Meski begitu, Reyhan mengingatkan investor agar tetap berhati-hati karena volatilitas pasar masih tinggi. “Investor disarankan tetap berhati-hati dan disiplin dalam mengambil keputusan,” tambahnya.
Menurut Reyhan, meski pucuk pimpinan Bursa Efek Indonesia (BEI) dan Otoritas Jasa Keuangan (OJK) sempat berganti, fungsi pengaturan, pengawasan, dan operasional pasar tetap berjalan melalui pejabat sementara. “Dengan demikian, fungsi pengaturan, pengawasan dan operasional pasar tetap berjalan, sehingga diharapkan stabilitas tetap terjaga,” pungkasnya.
Optimisme Reyhan muncul di tengah keyakinan Menkeu Purbaya bahwa IHSG bakal kembali menguat saat perdagangan dibuka Senin (2/2/2026).

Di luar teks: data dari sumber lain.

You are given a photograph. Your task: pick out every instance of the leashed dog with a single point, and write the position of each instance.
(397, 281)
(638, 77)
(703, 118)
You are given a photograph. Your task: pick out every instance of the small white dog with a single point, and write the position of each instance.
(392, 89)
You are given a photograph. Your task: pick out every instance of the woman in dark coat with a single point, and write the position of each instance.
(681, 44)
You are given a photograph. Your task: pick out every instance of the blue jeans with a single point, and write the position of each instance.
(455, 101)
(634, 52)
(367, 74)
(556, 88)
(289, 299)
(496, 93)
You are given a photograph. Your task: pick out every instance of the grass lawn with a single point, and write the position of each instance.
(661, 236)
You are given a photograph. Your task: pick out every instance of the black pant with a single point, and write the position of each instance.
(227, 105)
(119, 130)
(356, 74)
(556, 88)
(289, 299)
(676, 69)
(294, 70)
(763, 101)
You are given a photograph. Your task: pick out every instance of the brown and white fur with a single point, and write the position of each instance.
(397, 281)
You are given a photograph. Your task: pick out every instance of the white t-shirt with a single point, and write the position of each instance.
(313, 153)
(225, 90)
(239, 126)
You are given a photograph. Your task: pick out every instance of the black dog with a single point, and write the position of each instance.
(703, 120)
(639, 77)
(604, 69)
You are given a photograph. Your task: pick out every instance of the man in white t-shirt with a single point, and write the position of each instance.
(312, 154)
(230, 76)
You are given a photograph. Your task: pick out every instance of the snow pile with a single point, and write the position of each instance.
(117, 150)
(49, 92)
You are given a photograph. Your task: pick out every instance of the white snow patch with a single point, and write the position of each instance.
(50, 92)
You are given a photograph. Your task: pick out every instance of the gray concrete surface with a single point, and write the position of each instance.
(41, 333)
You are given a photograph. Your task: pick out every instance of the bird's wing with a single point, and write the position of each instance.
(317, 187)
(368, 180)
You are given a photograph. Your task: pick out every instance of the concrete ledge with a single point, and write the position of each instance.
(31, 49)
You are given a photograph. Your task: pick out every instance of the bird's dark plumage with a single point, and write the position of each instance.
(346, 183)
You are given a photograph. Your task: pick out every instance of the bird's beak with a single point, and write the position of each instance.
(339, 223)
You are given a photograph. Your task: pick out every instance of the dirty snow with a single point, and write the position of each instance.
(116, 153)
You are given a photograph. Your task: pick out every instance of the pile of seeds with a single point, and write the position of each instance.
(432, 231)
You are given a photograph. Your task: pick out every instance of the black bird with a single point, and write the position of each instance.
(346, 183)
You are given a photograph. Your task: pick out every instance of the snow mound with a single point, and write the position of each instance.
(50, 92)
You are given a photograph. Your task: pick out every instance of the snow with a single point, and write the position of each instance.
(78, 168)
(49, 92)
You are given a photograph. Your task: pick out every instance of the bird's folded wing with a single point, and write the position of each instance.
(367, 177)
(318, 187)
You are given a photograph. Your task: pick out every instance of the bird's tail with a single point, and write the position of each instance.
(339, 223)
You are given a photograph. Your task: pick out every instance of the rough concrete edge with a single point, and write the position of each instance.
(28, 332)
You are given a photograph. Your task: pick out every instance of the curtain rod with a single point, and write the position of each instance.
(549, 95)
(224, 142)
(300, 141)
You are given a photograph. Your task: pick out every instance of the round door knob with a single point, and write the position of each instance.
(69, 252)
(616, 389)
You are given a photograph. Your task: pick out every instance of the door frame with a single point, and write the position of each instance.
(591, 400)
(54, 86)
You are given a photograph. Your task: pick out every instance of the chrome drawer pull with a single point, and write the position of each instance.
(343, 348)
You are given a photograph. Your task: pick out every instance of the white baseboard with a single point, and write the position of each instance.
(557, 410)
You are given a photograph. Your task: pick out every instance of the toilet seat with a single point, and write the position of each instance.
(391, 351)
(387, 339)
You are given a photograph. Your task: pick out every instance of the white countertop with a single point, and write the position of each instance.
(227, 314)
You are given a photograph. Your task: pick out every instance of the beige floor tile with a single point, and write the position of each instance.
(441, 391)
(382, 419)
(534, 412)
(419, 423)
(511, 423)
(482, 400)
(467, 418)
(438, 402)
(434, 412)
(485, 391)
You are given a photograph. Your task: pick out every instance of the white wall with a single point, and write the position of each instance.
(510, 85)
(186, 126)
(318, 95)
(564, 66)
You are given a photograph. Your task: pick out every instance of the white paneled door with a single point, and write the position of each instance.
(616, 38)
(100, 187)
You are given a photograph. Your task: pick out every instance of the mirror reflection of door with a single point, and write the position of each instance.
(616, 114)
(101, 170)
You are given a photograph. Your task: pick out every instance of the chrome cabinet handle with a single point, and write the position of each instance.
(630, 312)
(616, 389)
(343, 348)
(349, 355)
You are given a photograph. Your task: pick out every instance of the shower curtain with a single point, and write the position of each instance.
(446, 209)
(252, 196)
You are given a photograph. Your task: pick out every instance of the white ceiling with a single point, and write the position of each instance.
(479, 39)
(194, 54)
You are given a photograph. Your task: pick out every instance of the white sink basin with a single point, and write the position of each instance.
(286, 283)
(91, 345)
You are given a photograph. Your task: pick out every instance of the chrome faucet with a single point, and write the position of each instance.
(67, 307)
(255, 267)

Purbaya menilai pasar sempat terguncang oleh mundurnya beberapa pejabat BEI dan OJK, tetapi fundamental ekonomi tetap solid.
“Enggak (kebakaran). Pasti bergerak naiklah,” kata Purbaya kepada wartawan di Wisma Danantara, Jakarta, Sabtu (31/1/2026) malam.
Menkeu menekankan bahwa sistem tata kelola di BEI dan OJK sudah siap untuk mengantisipasi pergantian pejabat, sehingga roda operasional pasar tidak terganggu. “Kalau sudah begitu, mereka (pasar) akan melihat fundamentalnya, kan. Fundamental ekonominya bagus. Saya perbaiki terus dan akan membaik terus ke depan. Tahun ini mungkin ekonominya bisa saya dorong mendekati 6 persen,” ujarnya.
Purbaya juga menilai IHSG masih memiliki ruang untuk menguat mengikuti siklus bisnis yang umumnya bangkit setelah menyentuh titik terendah. Meski peluang koreksi selalu ada, peluang pelemahan jangka pendek dianggap kecil karena fondasi ekonomi kuat dan respons cepat dari bursa maupun OJK.
“Kalau peluang (koreksi), kemungkinan selalu ada. Cuma saya pikir peluangnya kecil. Fondasi (ekonomi) bagus, respons kebijakan dari bursa maupun OJK cepat, nggak ada kekacauan. Harusnya ini akan merupakan modal yang kuat sekali untuk tumbuh lebih kencang,” jelasnya.